Lorsque l’on associe redistribution et assistance, et que l’on oppose par ailleurs une politique de redistribution à une politique qui, elle, n’« assisterait » pas, mais donnerait aux individus les moyens de se prendre en main, on voit le concept d’assistance - peu critiquable en soi - devenir assistanat. Dans une telle perspective, c’est la redistribution elle-même qui en vient à être conçue comme une forme d’assistanat, ou comme une forme de « paternalisme » avec laquelle se doit de rompre une pensée socialiste non archaïque.

Dans les colonnes du Monde (édition datée du 24 juillet 2003) Monique Canto-Sperber défendait ainsi une telle position. Pourtant, lorsqu’elle suggérait aussi de « donner à tous des opportunités d’action, des moyens en formation permanente, des outils pour s’adapter aux réquisits du monde contemporain » ; lorsqu’elle proposait de prendre en compte et d’améliorer « les conditions concrètes dans lesquelles les enfants vivent ou étudient », et d’assurer un accès égal à ces biens publics que sont l’éducation, la justice, les transports, la santé et la sécurité, que faisait-elle si ce n’est affirmer l’impérieuse nécessité de mettre en œuvre une politique ambitieuse de redistribution ? La mise en place de zones d’éducation prioritaire ou l’augmentation du nombre d’éducateurs spécialisés dans certains quartiers constituent ainsi des formes de redistribution indirecte.
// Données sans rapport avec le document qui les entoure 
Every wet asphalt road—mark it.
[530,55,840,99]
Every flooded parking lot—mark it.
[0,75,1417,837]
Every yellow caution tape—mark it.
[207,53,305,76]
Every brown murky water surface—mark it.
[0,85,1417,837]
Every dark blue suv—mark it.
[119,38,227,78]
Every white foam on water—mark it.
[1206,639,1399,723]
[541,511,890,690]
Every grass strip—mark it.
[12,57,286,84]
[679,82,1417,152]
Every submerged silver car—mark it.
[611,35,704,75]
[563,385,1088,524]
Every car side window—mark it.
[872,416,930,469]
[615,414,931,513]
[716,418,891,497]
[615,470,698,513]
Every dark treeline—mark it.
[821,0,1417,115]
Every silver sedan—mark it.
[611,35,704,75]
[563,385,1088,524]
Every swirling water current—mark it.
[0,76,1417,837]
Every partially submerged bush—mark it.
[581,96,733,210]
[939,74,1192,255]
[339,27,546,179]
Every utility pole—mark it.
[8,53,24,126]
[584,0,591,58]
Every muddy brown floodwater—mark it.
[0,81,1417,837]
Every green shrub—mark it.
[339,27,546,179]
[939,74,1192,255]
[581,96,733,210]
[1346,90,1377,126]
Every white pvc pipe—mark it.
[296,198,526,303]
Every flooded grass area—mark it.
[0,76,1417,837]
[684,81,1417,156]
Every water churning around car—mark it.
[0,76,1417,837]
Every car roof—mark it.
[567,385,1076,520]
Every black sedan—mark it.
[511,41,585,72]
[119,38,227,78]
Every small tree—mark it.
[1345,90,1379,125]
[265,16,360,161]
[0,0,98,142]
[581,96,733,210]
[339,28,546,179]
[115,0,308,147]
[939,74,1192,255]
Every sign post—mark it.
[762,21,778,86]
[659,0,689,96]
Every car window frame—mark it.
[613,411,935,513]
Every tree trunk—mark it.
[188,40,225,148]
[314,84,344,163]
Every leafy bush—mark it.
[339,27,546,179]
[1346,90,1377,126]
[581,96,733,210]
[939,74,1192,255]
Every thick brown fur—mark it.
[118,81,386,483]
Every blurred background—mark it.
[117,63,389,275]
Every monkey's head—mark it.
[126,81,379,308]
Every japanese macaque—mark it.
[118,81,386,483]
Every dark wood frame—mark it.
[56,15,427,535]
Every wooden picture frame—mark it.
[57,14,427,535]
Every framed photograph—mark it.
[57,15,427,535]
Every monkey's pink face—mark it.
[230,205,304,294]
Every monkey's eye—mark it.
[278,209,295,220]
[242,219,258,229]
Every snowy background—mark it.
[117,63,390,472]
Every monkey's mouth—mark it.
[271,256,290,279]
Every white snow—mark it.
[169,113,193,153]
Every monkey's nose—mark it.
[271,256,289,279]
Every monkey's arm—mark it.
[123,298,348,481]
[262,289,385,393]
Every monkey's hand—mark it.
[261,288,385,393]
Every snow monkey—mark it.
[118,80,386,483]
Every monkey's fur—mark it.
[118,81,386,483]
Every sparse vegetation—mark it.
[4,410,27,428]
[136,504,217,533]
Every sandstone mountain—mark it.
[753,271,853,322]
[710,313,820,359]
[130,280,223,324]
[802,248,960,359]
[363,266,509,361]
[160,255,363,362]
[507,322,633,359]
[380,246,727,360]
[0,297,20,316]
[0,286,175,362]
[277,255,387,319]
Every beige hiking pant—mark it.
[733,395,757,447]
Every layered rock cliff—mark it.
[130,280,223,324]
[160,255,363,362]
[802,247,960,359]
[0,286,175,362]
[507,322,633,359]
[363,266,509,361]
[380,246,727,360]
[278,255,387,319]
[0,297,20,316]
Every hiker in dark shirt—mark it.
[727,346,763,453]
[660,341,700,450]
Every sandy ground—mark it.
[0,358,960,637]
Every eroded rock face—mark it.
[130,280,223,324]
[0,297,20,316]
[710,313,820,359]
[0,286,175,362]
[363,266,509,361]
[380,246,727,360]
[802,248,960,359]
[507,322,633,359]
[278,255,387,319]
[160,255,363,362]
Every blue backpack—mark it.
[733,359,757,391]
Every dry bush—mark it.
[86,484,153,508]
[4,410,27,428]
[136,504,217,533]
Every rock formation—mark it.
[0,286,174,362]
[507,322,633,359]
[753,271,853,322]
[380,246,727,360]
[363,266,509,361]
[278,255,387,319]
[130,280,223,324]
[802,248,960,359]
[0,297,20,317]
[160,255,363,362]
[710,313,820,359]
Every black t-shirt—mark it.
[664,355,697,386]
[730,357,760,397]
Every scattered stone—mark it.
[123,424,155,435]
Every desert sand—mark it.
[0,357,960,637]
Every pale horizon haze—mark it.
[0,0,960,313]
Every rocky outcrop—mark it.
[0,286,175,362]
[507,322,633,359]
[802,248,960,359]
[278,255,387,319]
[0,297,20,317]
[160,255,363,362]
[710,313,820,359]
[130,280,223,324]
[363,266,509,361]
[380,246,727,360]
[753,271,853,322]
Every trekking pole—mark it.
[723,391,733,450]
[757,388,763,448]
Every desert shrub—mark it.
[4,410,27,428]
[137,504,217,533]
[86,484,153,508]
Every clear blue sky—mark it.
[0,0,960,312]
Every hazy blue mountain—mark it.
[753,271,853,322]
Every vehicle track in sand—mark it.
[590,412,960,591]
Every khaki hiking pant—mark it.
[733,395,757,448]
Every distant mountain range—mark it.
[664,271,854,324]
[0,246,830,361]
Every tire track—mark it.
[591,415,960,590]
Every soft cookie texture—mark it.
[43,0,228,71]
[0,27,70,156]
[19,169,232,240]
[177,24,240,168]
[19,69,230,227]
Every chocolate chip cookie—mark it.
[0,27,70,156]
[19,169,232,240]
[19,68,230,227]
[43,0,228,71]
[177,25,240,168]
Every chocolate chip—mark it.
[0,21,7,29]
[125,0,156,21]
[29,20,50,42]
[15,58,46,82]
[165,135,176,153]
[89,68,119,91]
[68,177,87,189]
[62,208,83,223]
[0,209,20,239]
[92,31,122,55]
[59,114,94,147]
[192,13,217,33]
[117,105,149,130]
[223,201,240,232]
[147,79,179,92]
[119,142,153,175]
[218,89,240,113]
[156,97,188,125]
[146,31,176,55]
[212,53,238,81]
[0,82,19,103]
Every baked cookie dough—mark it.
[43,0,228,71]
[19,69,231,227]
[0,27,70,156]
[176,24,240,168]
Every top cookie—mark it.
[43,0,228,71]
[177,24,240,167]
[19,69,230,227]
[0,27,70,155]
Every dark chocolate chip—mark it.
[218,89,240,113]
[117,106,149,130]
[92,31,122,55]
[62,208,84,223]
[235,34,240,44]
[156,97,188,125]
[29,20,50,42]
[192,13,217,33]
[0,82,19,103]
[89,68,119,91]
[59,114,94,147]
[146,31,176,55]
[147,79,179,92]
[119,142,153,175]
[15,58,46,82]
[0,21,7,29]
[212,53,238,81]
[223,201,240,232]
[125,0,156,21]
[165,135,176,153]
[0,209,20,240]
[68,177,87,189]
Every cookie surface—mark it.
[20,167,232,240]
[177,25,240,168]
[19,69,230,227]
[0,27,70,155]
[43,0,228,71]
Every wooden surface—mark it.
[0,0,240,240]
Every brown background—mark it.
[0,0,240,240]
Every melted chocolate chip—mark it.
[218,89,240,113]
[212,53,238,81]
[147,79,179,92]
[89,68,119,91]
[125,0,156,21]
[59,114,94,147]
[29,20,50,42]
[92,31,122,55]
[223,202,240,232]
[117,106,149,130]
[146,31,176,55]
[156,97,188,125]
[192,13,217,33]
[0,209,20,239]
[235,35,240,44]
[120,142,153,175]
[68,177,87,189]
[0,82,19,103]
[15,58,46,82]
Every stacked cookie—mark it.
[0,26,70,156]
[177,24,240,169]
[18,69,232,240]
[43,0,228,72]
Si les mesures de protection sociale ont indéniablement leurs limites et leurs défauts, si l’on peut en effet parler avec Pierre Rosanvallon, dans cet important ouvrage qu’est La nouvelle question sociale, d’une crise du « paradigme assuranciel », il reste que le système de redistribution a permis d’augmenter les ressources des personnes âgées, d’assurer un certain niveau de protection pour les personnes handicapées, les salariés et les personnes sans emplois ; elle a également permis d’améliorer l’accès aux soins des individus et les « conditions concrètes dans lesquelles les enfants vivent ou étudient ». Chacun sait qu’il ne faut pas confondre bébé et eau du bain.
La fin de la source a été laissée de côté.